GSK2831781

Monoclonal antibody
- Type: ?

Legal status
- Legal status: Investigational;

Identifiers
- CAS Number: 2088304-32-7;

= GSK2831781 =

Monoclonal antibody for autoimmune diseases

GSK2831781 is a monoclonal antibody being developed by GlaxoSmithKline (GSK) for autoimmune diseases. The antibody targets the T cell activation marker LAG-3, which is mainly expressed in inflamed tissues. In GSK's March 2015 Product development pipeline document the antibody is listed under 'Immuno-inflammation' candidates.
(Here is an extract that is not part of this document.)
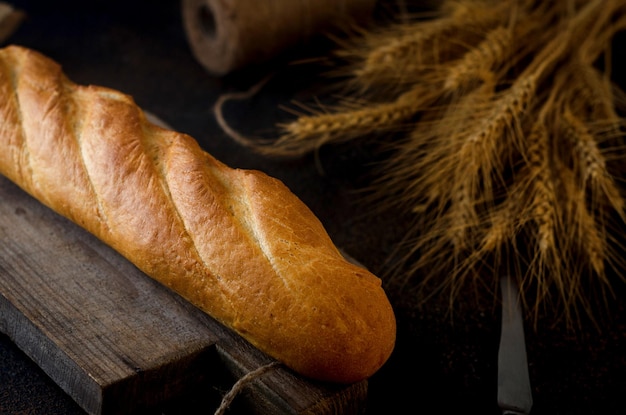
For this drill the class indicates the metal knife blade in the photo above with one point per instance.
(514, 389)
GSK2831781 entered a Phase I clinical trial in psoriasis early in 2015.

== History ==
GSK2831781 originated from a chimeric monoclonal antibody to LAG-3 developed in 2008 by the French biotechnology company Immutep. That company had been built around drugs targeting LAG-3 and was associated with Frédéric Triebel, an immunologist generally regarded as a leading authority on LAG-3. In discovering the Immutep antibody, Triebel worked with two researchers from the University of Nantes, where there was an INSERM unit focused on transplantation immunology called ITUN (Institut de Transplantation Urologie Nephrologie). Triebel et al. codenamed their initial murine antibody A9H12, which became IMP731 after it had been chimerized with a human IgG1 Fc region in order to have antibody-dependent cellular cytotoxicity (ADCC) as well as complement-dependent cytotoxicity (CDC) properties.

GSK licensed the rights to develop anti-LAG-3 antibodies for autoimmune disease from Immutep in December 2010 in a total deal package worth £64 million. GSK subsequently developed GSK2831781, its own depleting anti-LAG-3 antibody based on IMP731, around 2013 or 2014. GSK's antibody was humanized and was afucosylated for higher ADCC.
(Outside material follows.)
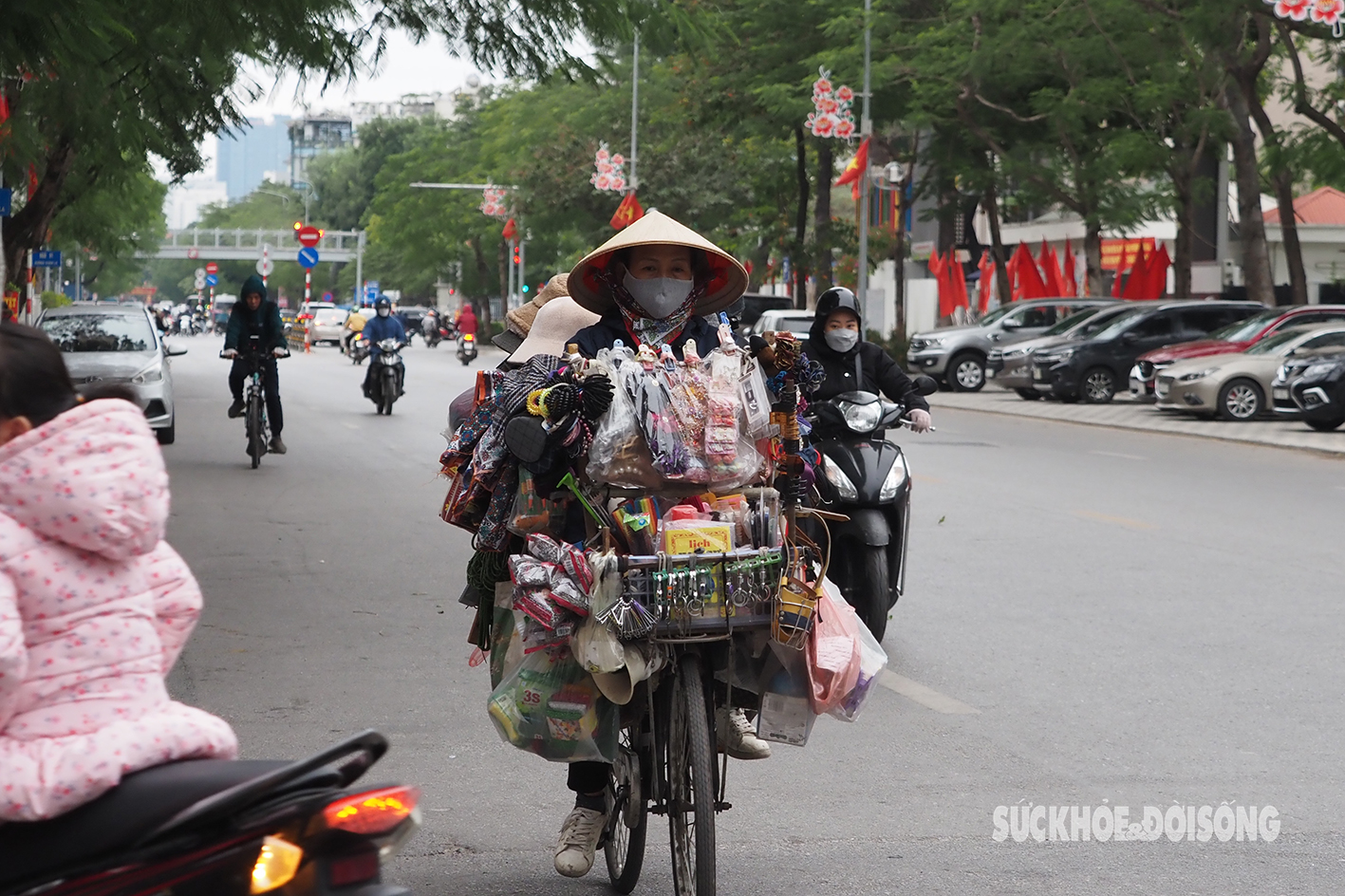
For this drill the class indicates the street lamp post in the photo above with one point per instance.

Prima BioMed, the biotech company which acquired Immutep in 2014, announced a 'single digit' million dollar milestone related to GSK2831781's commencement of Phase I in January 2015.

== Mechanism of action ==
GSK2831781 works to treat autoimmune disease by targeting LAG-3+ activated T cells that are known to accumulate at the diseased organ site and destroying them through ADCC and CDC, thereby depleting them from the body. Because GSK2831781 is addressing the cause of the disease by depleting the few activated auto-aggressive T cells and not just the symptoms of the disease like inflammation (taken care of by current treatments like anti-TNF monoclonal antibodies or corticosteroids) it is thought to be part of the next wave of treatments in the field of autoimmune diseases.

== In vivo evidence ==
In December 2007 Triebel and his Nantes colleagues showed, in a paper in the journal Transplantation, that depleting anti-LAG-3 antibodies could stop alloreactive effector T cells from forming in rats that had had heart transplants.
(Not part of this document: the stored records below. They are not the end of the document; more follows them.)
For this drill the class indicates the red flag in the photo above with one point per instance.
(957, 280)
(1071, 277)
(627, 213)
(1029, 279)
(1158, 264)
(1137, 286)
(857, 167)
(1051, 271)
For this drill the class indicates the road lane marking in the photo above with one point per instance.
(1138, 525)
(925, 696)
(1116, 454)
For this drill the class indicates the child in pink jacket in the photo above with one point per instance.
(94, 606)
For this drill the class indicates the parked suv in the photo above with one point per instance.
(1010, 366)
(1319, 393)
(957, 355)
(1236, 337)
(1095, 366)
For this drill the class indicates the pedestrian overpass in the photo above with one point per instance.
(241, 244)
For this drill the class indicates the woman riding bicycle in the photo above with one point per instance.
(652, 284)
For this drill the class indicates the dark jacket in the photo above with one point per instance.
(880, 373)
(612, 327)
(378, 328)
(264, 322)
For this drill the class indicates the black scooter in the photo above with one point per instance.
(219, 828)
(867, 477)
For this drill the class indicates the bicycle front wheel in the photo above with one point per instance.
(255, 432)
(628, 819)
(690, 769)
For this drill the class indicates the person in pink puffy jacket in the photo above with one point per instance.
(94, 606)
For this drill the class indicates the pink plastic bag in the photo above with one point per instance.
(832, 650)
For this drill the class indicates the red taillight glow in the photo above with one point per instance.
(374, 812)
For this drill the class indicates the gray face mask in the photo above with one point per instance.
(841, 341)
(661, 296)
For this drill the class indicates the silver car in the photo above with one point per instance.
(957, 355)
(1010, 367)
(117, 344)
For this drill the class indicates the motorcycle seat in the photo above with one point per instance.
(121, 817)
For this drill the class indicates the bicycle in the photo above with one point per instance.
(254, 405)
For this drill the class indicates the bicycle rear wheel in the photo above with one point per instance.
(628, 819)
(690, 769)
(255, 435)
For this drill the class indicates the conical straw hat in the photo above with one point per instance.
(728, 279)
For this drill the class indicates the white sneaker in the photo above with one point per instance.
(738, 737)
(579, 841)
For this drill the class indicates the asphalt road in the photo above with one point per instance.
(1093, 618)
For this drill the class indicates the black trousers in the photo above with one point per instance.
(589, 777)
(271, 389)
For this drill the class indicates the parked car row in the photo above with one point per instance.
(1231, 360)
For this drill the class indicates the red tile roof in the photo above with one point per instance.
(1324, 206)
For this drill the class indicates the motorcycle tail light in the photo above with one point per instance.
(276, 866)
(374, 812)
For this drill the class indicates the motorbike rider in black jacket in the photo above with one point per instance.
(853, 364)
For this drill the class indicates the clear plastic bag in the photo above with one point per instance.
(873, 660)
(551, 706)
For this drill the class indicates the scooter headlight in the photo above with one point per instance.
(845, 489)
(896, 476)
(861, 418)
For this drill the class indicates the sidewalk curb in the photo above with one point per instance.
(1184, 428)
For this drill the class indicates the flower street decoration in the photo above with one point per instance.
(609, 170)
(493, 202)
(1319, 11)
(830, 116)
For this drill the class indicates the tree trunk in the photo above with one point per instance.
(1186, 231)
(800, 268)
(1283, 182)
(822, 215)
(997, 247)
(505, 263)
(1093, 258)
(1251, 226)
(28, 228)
In February 2011 the Nantes group and Triebel presented evidence, this time online in Clinical and Experimental Immunology (May 2011 in print), that a single injection of IMP731 can prevent, for many months, Th1-driven skin inflammation in the tuberculin-induced DTH model in primates. This evidence suggested to GSK the potential of psoriasis as an initial proof-of-concept indication for GSK2831781.

== Phase I, 2015 ==
GSK2831781's first clinical trial is a Phase I in both psoriasis patients and healthy individuals.
The trial is expected to recruit around 63 subjects, half of whom will be healthy and half of whom will have plaque psoriasis. The healthy subjects will be given BCG in order to track DTH and subsequent response to antibody treatment. The study will be randomized, double blind, placebo-controlled, and single ascending dose. As well as evaluating safety and tolerability the study will investigate mechanisms of action and clinical endpoints. It is planned to complete by Feb 2018.
The contract research organization working with GSK is PAREXEL, which will conduct the study at its site at Northwick Park Hospital in London. This trial started recruitment in early 2015.